Salim's QAF deal puzzling: Analysts
Salim's QAF deal puzzling: Analysts
SINGAPORE (Reuter): Analysts and brokers said they were puzzled by the share option taken by the Salim group of Indonesia that would oblige it to make a takeover offer for Singapore-based food group QAF Ltd -- a company it already manages.
Salim's privately-held KMP Pte Ltd said in a weekend statement it had agreed with the Swiss Bank Corporation (SBC) on options to buy 25 million QAF shares at Singapore $1.93 each and 2.5 million QAF warrants at S$1.02 each.
The options may be exercised up to July 15.

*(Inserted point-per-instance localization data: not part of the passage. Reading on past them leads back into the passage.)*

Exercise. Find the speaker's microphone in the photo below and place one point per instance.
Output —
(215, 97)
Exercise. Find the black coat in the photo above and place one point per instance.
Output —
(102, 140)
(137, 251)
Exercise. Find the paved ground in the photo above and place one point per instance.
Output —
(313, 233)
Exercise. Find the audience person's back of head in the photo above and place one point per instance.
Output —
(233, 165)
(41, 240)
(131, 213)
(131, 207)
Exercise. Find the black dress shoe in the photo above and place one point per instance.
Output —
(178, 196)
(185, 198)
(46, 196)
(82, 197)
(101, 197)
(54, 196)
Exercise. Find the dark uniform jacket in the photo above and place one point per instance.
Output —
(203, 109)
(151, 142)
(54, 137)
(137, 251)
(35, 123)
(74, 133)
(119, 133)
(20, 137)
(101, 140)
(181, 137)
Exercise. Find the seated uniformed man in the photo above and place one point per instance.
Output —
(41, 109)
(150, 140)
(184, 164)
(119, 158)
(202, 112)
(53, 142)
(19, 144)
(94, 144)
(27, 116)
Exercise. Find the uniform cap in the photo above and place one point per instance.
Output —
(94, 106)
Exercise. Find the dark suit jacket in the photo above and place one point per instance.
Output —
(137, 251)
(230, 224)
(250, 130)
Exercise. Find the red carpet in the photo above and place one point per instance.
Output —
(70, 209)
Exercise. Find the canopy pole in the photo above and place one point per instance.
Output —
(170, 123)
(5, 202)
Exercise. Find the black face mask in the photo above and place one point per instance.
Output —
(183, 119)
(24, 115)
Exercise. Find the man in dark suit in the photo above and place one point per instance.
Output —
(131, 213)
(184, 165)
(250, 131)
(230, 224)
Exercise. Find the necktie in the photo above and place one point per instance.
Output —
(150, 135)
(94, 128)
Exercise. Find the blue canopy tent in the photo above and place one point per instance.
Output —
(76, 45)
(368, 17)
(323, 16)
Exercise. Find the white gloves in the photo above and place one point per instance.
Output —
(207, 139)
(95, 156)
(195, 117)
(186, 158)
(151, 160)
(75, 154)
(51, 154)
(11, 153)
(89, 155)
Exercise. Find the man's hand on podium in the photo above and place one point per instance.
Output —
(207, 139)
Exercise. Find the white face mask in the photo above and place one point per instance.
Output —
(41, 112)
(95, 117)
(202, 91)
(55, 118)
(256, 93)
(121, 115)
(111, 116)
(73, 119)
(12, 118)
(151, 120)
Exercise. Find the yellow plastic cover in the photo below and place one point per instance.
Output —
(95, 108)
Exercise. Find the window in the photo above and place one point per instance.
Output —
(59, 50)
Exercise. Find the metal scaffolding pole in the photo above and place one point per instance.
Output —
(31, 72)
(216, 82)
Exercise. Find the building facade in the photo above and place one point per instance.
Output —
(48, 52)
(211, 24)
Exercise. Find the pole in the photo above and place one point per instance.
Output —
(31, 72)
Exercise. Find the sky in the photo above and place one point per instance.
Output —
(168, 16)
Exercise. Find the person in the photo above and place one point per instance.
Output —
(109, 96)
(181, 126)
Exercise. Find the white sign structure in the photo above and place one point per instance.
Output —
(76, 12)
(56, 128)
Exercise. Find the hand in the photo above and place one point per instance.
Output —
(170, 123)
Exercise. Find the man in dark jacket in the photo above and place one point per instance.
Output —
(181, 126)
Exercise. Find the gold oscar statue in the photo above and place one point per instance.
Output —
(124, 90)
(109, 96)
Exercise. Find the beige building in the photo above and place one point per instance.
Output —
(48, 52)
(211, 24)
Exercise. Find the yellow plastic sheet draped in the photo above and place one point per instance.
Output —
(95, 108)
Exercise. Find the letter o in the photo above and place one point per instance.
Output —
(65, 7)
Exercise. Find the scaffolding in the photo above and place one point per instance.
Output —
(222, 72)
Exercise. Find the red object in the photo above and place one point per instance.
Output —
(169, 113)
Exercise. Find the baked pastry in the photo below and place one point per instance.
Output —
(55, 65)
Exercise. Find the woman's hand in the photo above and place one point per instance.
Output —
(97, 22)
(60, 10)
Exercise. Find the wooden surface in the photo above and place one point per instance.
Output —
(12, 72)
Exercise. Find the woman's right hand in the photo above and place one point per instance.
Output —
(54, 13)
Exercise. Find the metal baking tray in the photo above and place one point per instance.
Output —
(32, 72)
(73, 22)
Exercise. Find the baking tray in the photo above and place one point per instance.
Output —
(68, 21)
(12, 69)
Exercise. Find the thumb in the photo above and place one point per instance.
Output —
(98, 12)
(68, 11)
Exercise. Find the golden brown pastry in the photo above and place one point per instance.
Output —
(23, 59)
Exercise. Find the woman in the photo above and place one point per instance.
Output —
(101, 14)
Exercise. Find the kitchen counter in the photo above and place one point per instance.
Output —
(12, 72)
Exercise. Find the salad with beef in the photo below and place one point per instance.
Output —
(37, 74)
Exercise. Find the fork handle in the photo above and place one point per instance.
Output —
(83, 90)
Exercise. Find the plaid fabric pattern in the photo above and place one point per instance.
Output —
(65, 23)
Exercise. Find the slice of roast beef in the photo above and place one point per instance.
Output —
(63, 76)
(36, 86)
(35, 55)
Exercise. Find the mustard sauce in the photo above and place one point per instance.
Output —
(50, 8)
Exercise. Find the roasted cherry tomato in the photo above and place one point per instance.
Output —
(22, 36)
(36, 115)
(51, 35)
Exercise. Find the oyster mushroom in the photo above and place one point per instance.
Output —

KMP already owns 24.77 percent of QAF, just shy of the 25 percent takeover trigger point under Singapore takeover laws. It also owns 8.95 million QAF warrants.
Exercising the option would take KMP's stake in QAF to 103.3 million shares, or 32.68 percent, and require it to make a general takeover offer for all outstanding QAF shares at S$2.00 a share and $$1.10 for all outstanding warrants.
"There is no good reason for Salim to go into this deal. It already is the largest shareholder of the company and also has management control," said the managing director of a local brokerage.
KMP managing director Tan Kong King is also on the QAF board.
"If Salim wanted to mount a takeover for QAF, why didn't he just buy the shares outright instead of going for this option deal?" said another analyst.
Gregory Yap, investment analyst with J.M. Sassoon, said the deal was "devoid of facts and puzzling" given that KMP has not shed any light on its move.
"There are two possibilities. One its that the Salim group wants to fend off any possible hostile takeovers from a third party. The other is that Salim wants to maintain total control just in case he has big plans for the company," he said.
Yap also said the takeover price of S$2 a share was expensive, pricing QAF at 34 times its 1996 earnings.
"Fundamentally, there is very little upside for the company," he said.
KMP officials declined to add to what the company said in its weekend statement.